Victor Coochwytewa

Victor Coochwytewa began creating exceptional overlay work in 1940, learning from Paul Saufkie.
Coochwytewa is credited with the now common practice of texturing the base plate of silver.
His work continually evolved and he learned diamond setting. His work earned many prestigious awards: the Santa Fe Indian Market, the Heard Museum, and the Gallup Inter-Tribal award.
Coochwytewa was named an Arizona Indian Living Treasure in 1994.
This Purple Heart veteran of WWII returned to jewelry making in 1946 after his discharge.

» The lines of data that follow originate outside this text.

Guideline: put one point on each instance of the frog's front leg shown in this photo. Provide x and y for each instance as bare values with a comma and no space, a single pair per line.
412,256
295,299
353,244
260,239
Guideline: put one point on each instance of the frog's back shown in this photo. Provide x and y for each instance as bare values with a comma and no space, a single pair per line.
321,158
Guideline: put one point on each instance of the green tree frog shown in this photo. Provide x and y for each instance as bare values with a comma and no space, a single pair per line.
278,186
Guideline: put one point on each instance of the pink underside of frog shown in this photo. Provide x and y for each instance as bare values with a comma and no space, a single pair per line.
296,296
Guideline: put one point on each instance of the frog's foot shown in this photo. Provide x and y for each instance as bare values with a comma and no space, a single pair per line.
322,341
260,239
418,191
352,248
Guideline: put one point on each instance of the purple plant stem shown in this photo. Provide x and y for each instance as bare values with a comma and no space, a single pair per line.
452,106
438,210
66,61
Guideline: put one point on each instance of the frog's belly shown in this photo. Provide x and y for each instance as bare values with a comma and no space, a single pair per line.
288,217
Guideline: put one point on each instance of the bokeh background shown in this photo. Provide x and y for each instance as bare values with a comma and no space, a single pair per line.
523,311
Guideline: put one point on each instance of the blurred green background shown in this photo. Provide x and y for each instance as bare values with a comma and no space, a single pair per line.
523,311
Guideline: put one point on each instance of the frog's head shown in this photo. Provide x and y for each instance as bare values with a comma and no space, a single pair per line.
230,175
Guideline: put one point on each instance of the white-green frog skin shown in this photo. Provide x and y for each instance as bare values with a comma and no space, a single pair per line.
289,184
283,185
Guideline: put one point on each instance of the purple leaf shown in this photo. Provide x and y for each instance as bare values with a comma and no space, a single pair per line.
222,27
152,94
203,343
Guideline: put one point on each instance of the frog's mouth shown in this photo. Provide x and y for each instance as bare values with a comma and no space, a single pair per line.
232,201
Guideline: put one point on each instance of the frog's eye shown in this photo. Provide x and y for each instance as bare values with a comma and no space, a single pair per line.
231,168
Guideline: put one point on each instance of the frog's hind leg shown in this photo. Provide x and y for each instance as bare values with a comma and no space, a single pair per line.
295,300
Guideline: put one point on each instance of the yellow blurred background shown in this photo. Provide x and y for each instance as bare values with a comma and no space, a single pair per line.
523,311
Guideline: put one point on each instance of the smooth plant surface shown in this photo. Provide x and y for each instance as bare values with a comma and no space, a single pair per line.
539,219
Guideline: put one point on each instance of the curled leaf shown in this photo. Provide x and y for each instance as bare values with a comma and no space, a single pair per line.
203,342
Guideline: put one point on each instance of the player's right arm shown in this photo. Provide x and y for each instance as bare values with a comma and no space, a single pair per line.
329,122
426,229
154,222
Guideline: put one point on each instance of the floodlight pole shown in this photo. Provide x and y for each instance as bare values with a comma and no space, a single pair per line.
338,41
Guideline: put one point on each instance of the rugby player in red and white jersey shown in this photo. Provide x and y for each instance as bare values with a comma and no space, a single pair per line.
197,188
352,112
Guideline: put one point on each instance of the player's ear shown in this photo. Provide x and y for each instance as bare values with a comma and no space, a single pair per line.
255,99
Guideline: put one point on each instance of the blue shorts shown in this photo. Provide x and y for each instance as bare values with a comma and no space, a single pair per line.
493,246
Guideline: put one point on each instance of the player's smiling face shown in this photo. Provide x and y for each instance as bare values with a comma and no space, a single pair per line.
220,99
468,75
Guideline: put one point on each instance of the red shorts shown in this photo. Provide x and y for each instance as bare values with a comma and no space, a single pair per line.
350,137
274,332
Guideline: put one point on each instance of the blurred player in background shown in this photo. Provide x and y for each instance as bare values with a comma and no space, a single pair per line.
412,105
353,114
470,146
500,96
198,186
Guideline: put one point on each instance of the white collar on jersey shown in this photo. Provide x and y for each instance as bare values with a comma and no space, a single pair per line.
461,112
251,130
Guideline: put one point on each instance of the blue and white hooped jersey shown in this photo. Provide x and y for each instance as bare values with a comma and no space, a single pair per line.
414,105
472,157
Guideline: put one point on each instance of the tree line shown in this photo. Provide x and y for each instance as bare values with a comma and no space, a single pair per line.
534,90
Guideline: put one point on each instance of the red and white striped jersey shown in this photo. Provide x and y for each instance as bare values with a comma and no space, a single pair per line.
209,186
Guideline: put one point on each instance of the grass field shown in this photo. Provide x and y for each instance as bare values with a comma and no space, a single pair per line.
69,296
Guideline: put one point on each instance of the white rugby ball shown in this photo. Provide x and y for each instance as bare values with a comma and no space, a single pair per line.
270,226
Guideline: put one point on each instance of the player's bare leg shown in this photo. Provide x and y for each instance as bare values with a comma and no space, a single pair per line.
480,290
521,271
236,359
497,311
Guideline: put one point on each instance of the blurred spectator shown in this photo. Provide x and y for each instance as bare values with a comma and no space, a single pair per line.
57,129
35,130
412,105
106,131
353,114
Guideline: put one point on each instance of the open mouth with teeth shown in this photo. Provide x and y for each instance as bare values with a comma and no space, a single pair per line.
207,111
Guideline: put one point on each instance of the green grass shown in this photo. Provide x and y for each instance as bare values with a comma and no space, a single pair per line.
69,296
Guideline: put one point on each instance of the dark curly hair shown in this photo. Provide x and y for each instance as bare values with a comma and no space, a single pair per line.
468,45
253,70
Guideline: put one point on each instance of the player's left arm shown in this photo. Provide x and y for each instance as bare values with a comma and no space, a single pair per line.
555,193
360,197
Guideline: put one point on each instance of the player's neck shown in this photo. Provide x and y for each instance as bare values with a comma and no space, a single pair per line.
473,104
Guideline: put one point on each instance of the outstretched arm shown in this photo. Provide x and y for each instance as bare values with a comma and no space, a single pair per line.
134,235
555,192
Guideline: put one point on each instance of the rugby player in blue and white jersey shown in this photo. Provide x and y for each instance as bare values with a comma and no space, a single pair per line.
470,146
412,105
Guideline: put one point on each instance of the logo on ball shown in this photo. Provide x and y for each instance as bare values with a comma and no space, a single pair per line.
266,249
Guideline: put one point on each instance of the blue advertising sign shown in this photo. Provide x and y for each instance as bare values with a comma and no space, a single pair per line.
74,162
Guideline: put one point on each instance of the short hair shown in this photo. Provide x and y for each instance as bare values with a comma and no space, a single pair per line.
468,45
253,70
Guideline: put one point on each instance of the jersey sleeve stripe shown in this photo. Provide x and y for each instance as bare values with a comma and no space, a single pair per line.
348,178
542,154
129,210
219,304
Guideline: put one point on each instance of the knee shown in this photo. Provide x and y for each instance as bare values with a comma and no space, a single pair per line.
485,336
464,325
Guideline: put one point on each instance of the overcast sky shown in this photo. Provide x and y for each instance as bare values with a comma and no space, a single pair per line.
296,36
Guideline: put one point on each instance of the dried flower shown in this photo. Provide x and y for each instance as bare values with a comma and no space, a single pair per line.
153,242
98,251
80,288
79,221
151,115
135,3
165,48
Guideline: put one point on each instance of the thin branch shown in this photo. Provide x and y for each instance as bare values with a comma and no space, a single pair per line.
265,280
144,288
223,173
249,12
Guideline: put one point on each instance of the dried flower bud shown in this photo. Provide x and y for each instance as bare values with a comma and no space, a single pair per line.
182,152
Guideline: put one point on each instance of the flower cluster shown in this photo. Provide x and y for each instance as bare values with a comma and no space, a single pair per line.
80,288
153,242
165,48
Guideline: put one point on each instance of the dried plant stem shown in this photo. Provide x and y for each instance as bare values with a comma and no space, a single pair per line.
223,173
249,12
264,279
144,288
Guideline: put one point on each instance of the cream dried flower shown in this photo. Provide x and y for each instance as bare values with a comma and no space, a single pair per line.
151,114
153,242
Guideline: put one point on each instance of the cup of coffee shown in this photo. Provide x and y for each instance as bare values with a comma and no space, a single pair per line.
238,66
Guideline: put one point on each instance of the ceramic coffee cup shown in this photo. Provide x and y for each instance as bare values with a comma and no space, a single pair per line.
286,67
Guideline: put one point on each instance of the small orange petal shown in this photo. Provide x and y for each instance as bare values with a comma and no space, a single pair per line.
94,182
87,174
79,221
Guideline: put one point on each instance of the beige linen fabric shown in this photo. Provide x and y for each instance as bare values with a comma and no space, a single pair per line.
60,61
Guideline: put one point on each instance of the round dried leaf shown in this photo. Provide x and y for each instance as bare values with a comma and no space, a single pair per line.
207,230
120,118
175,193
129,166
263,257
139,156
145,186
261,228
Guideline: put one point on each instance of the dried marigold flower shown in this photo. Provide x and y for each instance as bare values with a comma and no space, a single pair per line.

He was the first hopi silversmith to texture the back plate of his pieces which has become a standard in Hopi jewelry.
In the 1970’s he began working in gold and diamonds, another genre stretching technique that garnished him many awards from the Heard Museum, Santa Fe Indian Market, The Gallup, and many other competitions. Success did not distract Coochwytewa from life as a traditional Hopi.  He tended his cornfields every day, reserving afternoons for jewelry, and said that corn was his work and jewelry was his hobby. He probably spent as much time on his religious duties as on his other activities, and was a religious and cultural leader most of his life.  He retired from jewelry making in 2006.

"Corn is my work. Jewelry is my hobby."